A number of serious questions demand answers about the manner in which environmental health officers and the Eastern Health Board dealt with the salmonella outbreak which resulted from the sale of contaminated food in a butcher's and delicatessen shop in Dundrum in my constituency. The Minister for Health and Children should inquire into why it took almost a full week from the date samples were taken from the shop for those samples to be tested and analysed and the results obtained to confirm that products sold in that shop were responsible for customers contracting salmonella. Having taken samples from the shop on 20 March, the health board should, within 48 hours, have known whether the products sold by the shop were definitely responsible for the outbreak that occurred. It should not have taken from 20 March until 27 March for this to be confirmed.
An explanation should also be sought as to why no public warning or alert was issued to inform the general public of the possible dangers to ensure that any product purchased from this shop that had not yet been consumed was disposed of. The shop closed on 27 March. No public announcement of any nature was made by the health board until around 6 p.m. on Tuesday, 31 March.
The primary duty of the health board in such circumstances is to the consumer. It is scandalous that while the health board dithered and failed to issue any public alert we now know that a further 26 people contracted salmonella. That is not the final number and it may emerge in the coming days that a large number of people who reside in or visit my constituency of Dublin South and shop in the Dundrum area have been so affected. It is essential to ensure that if at any future date a similar outbreak occurs, the results of testing are obtained more speedily and, where such results prove positive, a public warning is immediately issued. Consumers are entitled to this type of protection.
While the Minister for Health and Children cannot be held responsible for the failures of the Eastern Health Board, he does have a duty to ensure that the health board properly fulfils its functions. He also has a duty to give greater priority to the publication and processing through this House of a food safety and quality authority Bill than has been given by the Government to this measure to date.
A further essential public interest issue that must be addressed concerns the capacity of the State laboratories, currently serving the Eastern Health Board, to monitor high risk food outlets that operate within the board area and to undertake essential testing. It is my information that in the whole of the Eastern Health Board area there are, what can be described as, 4,367 premises regarded as high risk which supply food products. Microbiological testing is funded through the Department of Health and Children and I am advised that the laboratories which serve the Eastern Health Board area are provided only with sufficient funding annually to take and test a maximum 1,050 microbiological samples annually. To ensure food safety and consumer protection, it is essential that at least one sample is taken from every high risk outlet annually within the health board area and within each other health board area similar samples should be taken from such outlets for testing and health monitoring purposes.

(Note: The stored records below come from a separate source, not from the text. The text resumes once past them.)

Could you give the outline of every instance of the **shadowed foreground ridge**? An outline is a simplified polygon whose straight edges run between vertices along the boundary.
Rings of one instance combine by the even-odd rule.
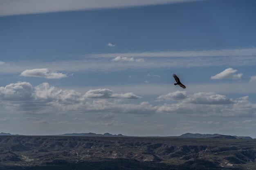
[[[253,170],[256,140],[0,137],[0,170]]]

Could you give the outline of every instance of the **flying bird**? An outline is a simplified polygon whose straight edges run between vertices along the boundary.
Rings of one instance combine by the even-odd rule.
[[[177,84],[180,86],[181,86],[181,87],[182,87],[182,88],[186,88],[186,86],[180,82],[180,79],[179,79],[179,77],[178,77],[175,74],[173,74],[173,77],[174,77],[174,79],[175,79],[175,81],[176,81],[176,82],[177,82],[177,83],[174,84],[175,85],[176,85]]]

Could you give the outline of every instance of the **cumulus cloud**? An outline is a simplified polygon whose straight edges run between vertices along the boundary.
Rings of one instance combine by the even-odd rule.
[[[10,119],[11,118],[9,117],[4,117],[4,118],[0,119],[0,122],[5,122],[6,121],[7,121]]]
[[[142,58],[135,59],[133,57],[117,56],[112,60],[115,62],[143,62],[144,59]]]
[[[231,68],[227,68],[222,72],[221,72],[216,75],[211,76],[211,79],[239,79],[243,76],[242,73],[238,73],[236,74],[237,72],[237,70],[233,69]]]
[[[213,92],[200,92],[190,96],[184,102],[202,104],[234,104],[236,101],[225,95],[216,94]]]
[[[124,104],[119,103],[118,100],[103,99],[140,97],[132,93],[114,93],[108,89],[90,90],[82,95],[73,90],[58,89],[47,83],[35,87],[26,82],[0,87],[0,102],[4,107],[13,112],[31,114],[72,112],[150,114],[155,112],[157,108],[148,103]]]
[[[110,90],[103,88],[96,90],[90,90],[84,95],[85,97],[91,98],[124,98],[136,99],[141,98],[132,93],[125,94],[117,94]]]
[[[160,76],[157,74],[150,74],[149,73],[147,75],[147,76],[148,77],[152,76],[152,77],[160,77]]]
[[[176,91],[166,95],[161,95],[157,98],[159,99],[177,100],[184,99],[187,97],[186,91]]]
[[[235,100],[213,93],[198,93],[178,101],[160,106],[157,111],[191,116],[239,117],[254,116],[256,111],[256,104],[250,103],[247,96]]]
[[[36,68],[26,70],[20,74],[24,77],[35,77],[47,79],[61,79],[67,77],[67,75],[58,73],[55,71],[49,71],[48,68]]]
[[[41,120],[39,121],[34,121],[33,122],[34,124],[49,124],[49,121],[46,120]]]
[[[115,46],[116,45],[115,44],[112,44],[111,43],[110,43],[110,42],[109,43],[108,43],[107,45],[108,46],[111,46],[112,47]]]
[[[253,76],[251,77],[250,82],[254,82],[255,81],[256,81],[256,75],[254,75]]]

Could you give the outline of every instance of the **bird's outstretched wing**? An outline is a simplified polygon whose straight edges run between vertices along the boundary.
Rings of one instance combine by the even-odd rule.
[[[174,79],[175,79],[175,81],[176,81],[176,82],[177,83],[180,83],[180,79],[179,79],[179,78],[177,77],[177,75],[176,75],[175,74],[173,74],[173,77],[174,77]]]
[[[186,86],[182,84],[179,84],[179,86],[181,86],[181,87],[182,87],[182,88],[184,89],[186,88]]]

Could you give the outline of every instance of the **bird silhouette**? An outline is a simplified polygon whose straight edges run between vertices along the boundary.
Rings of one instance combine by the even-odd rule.
[[[177,84],[182,88],[186,88],[186,86],[180,82],[180,79],[179,79],[179,77],[178,77],[175,74],[173,74],[173,77],[174,77],[174,79],[175,79],[175,81],[176,81],[176,82],[177,82],[177,83],[174,84],[175,85],[176,85]]]

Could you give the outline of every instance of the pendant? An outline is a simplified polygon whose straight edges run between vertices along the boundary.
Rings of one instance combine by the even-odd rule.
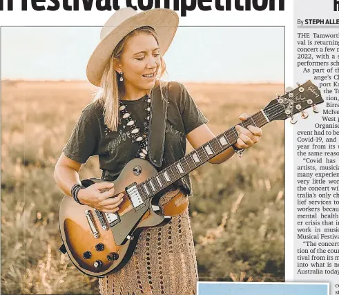
[[[132,130],[131,132],[132,132],[133,134],[137,133],[139,132],[139,129],[138,128],[135,128],[133,130]]]

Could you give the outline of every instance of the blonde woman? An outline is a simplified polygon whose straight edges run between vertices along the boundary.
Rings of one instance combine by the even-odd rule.
[[[135,158],[146,158],[160,170],[185,155],[186,139],[195,149],[215,137],[185,87],[160,80],[165,71],[162,57],[177,24],[178,17],[171,10],[137,13],[124,8],[101,30],[101,41],[87,67],[89,81],[99,86],[96,99],[82,111],[55,172],[59,187],[81,204],[115,213],[122,200],[122,194],[111,198],[115,191],[109,182],[96,183],[75,192],[72,189],[80,187],[79,171],[91,155],[99,155],[101,178],[110,181]],[[152,95],[157,89],[160,94]],[[166,102],[164,108],[159,106],[163,102]],[[242,115],[240,120],[247,117]],[[225,162],[235,150],[252,146],[262,136],[261,129],[255,126],[237,129],[237,143],[211,163]],[[101,193],[104,189],[110,189]],[[175,182],[160,202],[179,191],[185,199],[192,194],[188,176]],[[99,287],[101,294],[185,295],[196,294],[197,280],[186,209],[166,225],[144,229],[132,258],[120,270],[99,278]]]

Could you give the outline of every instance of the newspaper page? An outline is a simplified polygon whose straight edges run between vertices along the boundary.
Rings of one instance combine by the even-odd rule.
[[[325,101],[318,109],[314,106],[317,115],[300,119],[294,127],[294,278],[329,281],[331,294],[338,294],[338,3],[315,0],[294,3],[295,79],[313,81]]]
[[[329,281],[339,294],[332,210],[338,202],[336,10],[331,1],[321,7],[313,1],[0,0],[1,294],[329,295]],[[149,17],[133,19],[143,12]],[[301,22],[320,13],[331,18],[329,23]],[[149,38],[137,42],[138,35],[128,30],[142,27]],[[127,35],[138,48],[130,56],[129,73],[122,70],[126,63],[116,63],[127,56]],[[114,55],[120,45],[122,55]],[[182,96],[174,96],[181,102],[177,108],[172,100],[168,104],[166,120],[160,120],[164,126],[160,121],[152,126],[164,129],[164,155],[179,149],[188,155],[175,165],[166,158],[167,166],[147,155],[147,142],[138,144],[151,140],[146,131],[133,135],[143,128],[151,132],[147,122],[166,109],[158,105],[154,111],[146,96],[155,87],[155,73],[164,69],[164,81]],[[295,82],[309,79],[325,100],[320,113],[304,120],[296,115],[297,125],[289,118],[270,120],[276,115],[276,93],[288,95],[285,86],[298,91]],[[115,104],[101,105],[105,112],[86,117],[96,99],[113,97]],[[105,120],[112,106],[116,112],[108,111],[112,117]],[[241,135],[242,152],[235,146],[241,133],[235,125],[247,115],[253,125],[243,125],[249,129],[242,129],[247,134]],[[204,116],[216,135],[207,145],[202,142],[206,133],[186,136],[207,121]],[[74,149],[62,154],[66,144]],[[99,144],[106,146],[94,151]],[[90,148],[86,156],[76,155]],[[202,153],[193,151],[199,148]],[[115,153],[133,149],[131,160],[145,158],[153,166],[129,166],[135,181],[119,187],[119,208],[117,195],[98,187],[112,185],[128,167],[127,158]],[[213,162],[226,149],[231,158]],[[146,171],[162,174],[144,176]],[[175,182],[182,198],[171,195],[175,190],[166,195],[175,200],[166,203],[177,210],[173,216],[155,198],[148,202],[188,173],[191,184],[188,178]],[[142,187],[135,178],[140,173],[149,181]],[[90,187],[95,191],[88,193]],[[106,204],[99,206],[95,197],[105,193]],[[91,198],[81,204],[78,197],[87,193]],[[139,236],[138,226],[144,226]]]

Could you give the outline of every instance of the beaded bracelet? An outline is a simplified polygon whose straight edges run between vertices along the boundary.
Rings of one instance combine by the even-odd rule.
[[[237,146],[235,146],[235,144],[232,144],[232,147],[233,148],[234,151],[235,153],[238,153],[239,155],[239,158],[242,157],[242,153],[244,153],[244,151],[245,150],[244,149],[239,149]]]
[[[72,187],[72,189],[70,190],[70,194],[72,197],[73,197],[73,199],[75,202],[77,202],[78,204],[80,204],[81,205],[83,205],[84,204],[80,202],[78,198],[79,191],[80,191],[80,189],[85,189],[85,187],[77,183]]]

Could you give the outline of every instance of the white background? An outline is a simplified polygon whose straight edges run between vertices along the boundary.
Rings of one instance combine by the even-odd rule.
[[[0,0],[2,1],[2,0]],[[189,0],[186,0],[189,3]],[[7,1],[5,8],[6,7]],[[28,11],[21,11],[20,2],[14,0],[14,10],[0,12],[0,26],[102,26],[113,12],[99,12],[93,10],[91,12],[72,11],[66,12],[61,8],[58,11],[37,12],[30,8],[28,1]],[[79,7],[81,7],[80,1]],[[95,1],[94,1],[95,2]],[[124,6],[123,1],[119,1],[120,7]],[[223,2],[222,1],[221,1]],[[232,3],[233,1],[231,1]],[[241,3],[244,3],[242,0]],[[278,3],[278,1],[276,1]],[[49,1],[46,1],[45,6]],[[137,1],[132,3],[136,5]],[[206,3],[205,3],[206,4]],[[211,3],[209,3],[211,4]],[[285,1],[284,11],[201,11],[197,8],[191,12],[187,12],[187,16],[180,17],[180,26],[285,26],[285,84],[295,86],[293,77],[293,1]],[[211,5],[212,8],[213,5]],[[276,6],[278,6],[278,5]],[[180,12],[178,15],[180,15]],[[236,40],[235,40],[236,41]],[[251,47],[249,46],[249,50]],[[23,48],[24,50],[24,48]],[[303,82],[299,82],[302,84]],[[294,88],[294,87],[293,87]],[[273,98],[273,97],[272,97]],[[285,124],[285,253],[286,253],[286,280],[293,280],[293,126],[289,122]],[[272,151],[274,153],[274,151]]]

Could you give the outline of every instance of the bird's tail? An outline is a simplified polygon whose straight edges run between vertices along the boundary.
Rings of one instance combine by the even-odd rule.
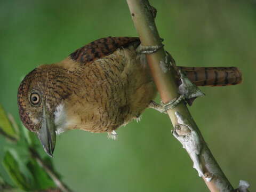
[[[178,67],[197,86],[236,85],[242,81],[242,75],[236,67]]]

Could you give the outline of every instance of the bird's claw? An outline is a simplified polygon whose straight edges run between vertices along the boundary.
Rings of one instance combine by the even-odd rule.
[[[158,104],[151,101],[148,107],[157,110],[161,113],[166,113],[168,110],[174,108],[184,100],[204,95],[201,90],[196,85],[192,83],[180,70],[179,73],[181,81],[181,84],[179,86],[180,96],[167,103],[163,103],[161,101],[161,104]]]

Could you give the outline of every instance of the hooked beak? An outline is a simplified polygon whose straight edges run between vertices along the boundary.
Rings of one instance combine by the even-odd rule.
[[[46,106],[44,104],[41,127],[37,132],[37,136],[41,141],[45,151],[51,157],[53,157],[52,154],[54,150],[56,142],[55,130],[54,119],[51,117]]]

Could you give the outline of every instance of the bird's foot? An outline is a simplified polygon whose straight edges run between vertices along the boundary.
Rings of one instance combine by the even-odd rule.
[[[108,132],[108,138],[115,140],[117,139],[117,133],[114,130],[111,132]]]
[[[179,93],[183,95],[184,99],[196,98],[198,97],[204,96],[205,94],[201,90],[179,70],[181,84],[179,86]]]
[[[144,46],[140,44],[137,49],[136,49],[136,52],[138,54],[151,54],[157,52],[157,50],[163,46],[163,44],[153,46]]]
[[[160,67],[164,73],[166,73],[173,67],[177,71],[176,63],[173,58],[167,51],[165,51],[166,55],[164,59],[160,61]]]
[[[149,108],[154,109],[160,113],[166,113],[166,111],[174,108],[184,100],[196,98],[204,95],[204,94],[201,90],[196,85],[192,83],[186,75],[180,70],[179,73],[182,82],[181,84],[179,86],[180,96],[165,103],[161,102],[161,104],[158,104],[151,101],[148,106]]]

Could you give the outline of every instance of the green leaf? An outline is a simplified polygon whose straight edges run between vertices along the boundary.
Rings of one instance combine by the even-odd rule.
[[[13,182],[19,188],[25,191],[29,191],[31,189],[29,187],[29,183],[20,171],[17,161],[9,151],[5,153],[3,164]]]
[[[2,177],[1,174],[0,174],[0,185],[4,184],[5,182],[4,181],[4,179]]]
[[[55,187],[52,179],[34,159],[31,158],[28,163],[27,166],[33,175],[34,190],[43,190]]]
[[[0,133],[11,140],[18,139],[19,137],[12,126],[6,114],[0,104]]]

That requires a quadrupling of the capacity to test samples taken and a quadrupling of the current funding provided to the laboratories, which is grossly deficient. This is an issue for which the Minister is directly responsible and any inquiry conducted into the events concerning the salmonella outbreak in Dundrum should also consider whether the delay in obtaining the testing results derives from the State's laboratories lacking the capacity to speedily conduct the testing and analysis required.
Ordinary people who shop in Dundrum are incredulous that it took so long for the health board to issue a public health warning. Not only my constituents but the entire country is entitled to an assurance from the Minister that immediate action will be taken to ensure that any future incidence of food contamination produces a speedier and more consumer orientated response. I am seeking an inquiry within the Department, not a tribunal or elaborate inquiry mechanism. Lessons must be learned from the manner in which the health board dealt with this issue and the delay on its part in issuing the public alert that was so badly needed at an earlier stage.